Building up or completing a collection of which the aim is to mirror a cultural heritage and be used in research, there is an absolute need of surveying what already is stored in our museums and of at least knowing the most important privately owned items. It goes by itself that collecting can’t be done unplanned, but even if there is a collection plan, this must be completed by other methods of work. The above all most important thing is to do research in order to be able to state which place an instrument has in the general and domestic development of instrument construction, in the production of the respective workshops or factories and as an expression of stylistic fashion of the time both concerning music and furniture workmanship.

Therefore, keeping and always updating records and indices is an important task in many aspects.

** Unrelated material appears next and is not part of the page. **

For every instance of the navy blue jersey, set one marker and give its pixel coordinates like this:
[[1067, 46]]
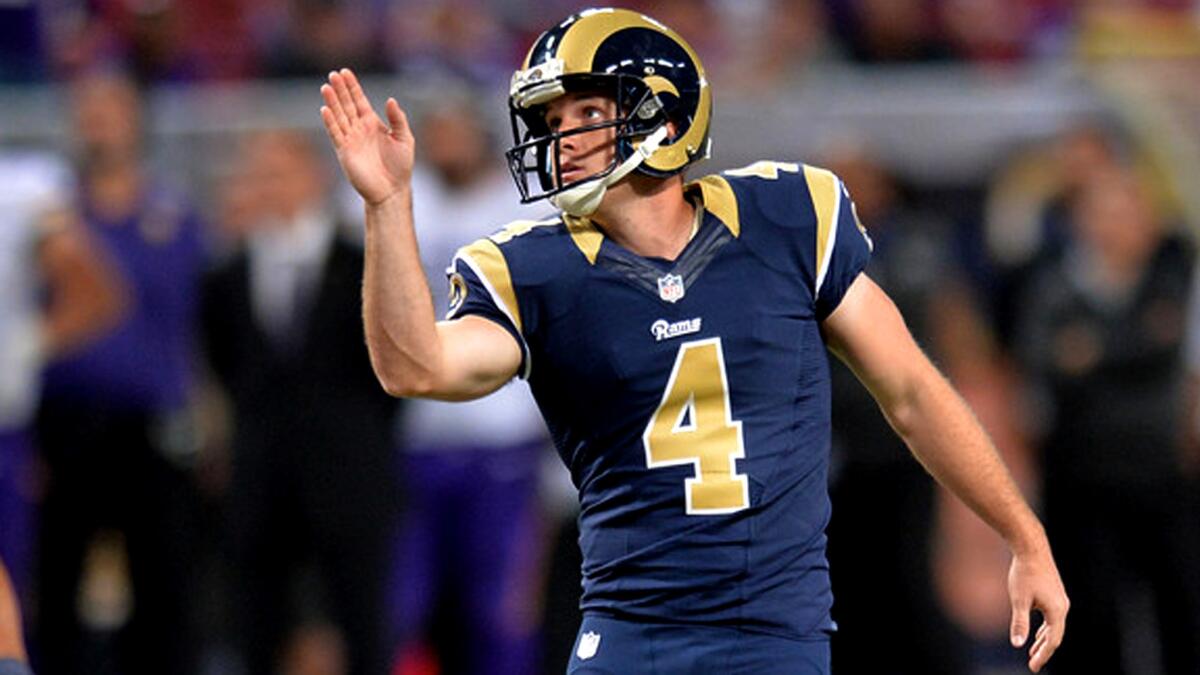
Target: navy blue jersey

Some 35-40 years ago an inventory of the musical collections of larger museums and certain local museums in Sweden was done. Much has happened since that time. Museum collections have changed, and privately owned instruments have new owners. Nowadays we live in quite another world of technical possibilities of extracting facts of the instruments and compare them electronically. Add to this the importance of supplying international research on the field of musical instruments that is discovering what a rich land of keyboard instruments Sweden is. Therefore, it is necessary to follow up the work done earlier and make a new nation-wide inventory.

Such an inventory is a work in progress at the Klaverens Hus. It is an immense work that will take its time. As said above we have some knowledge of the collections of the larger city museums, but the great knowledge gap is found in the almost 2 000 local museums organized in 26 county and landscape associations. In addition there are valuable Swedish instruments in our Nordic neighbor countries, especially in Finland that from the High Middle Ages to 1809 formed the eastern part of our united countries.

Reports of the inventory work will successively be published on this site. Signed instruments will also be found in the ’number books’, i.e. production surveys that are reconstructed selling books from workshops and factories, which may be searched under the names given in the lists of makers (Knowledge bank, Swedish factories). The present whereabouts are with few exceptions given as ’public owner’ or ’private owner’ (for abbreviations see file in the Knowledge bank). We ‘dig where we are’ and start with our own region Hälsingland -Gästrikland – Dalarna.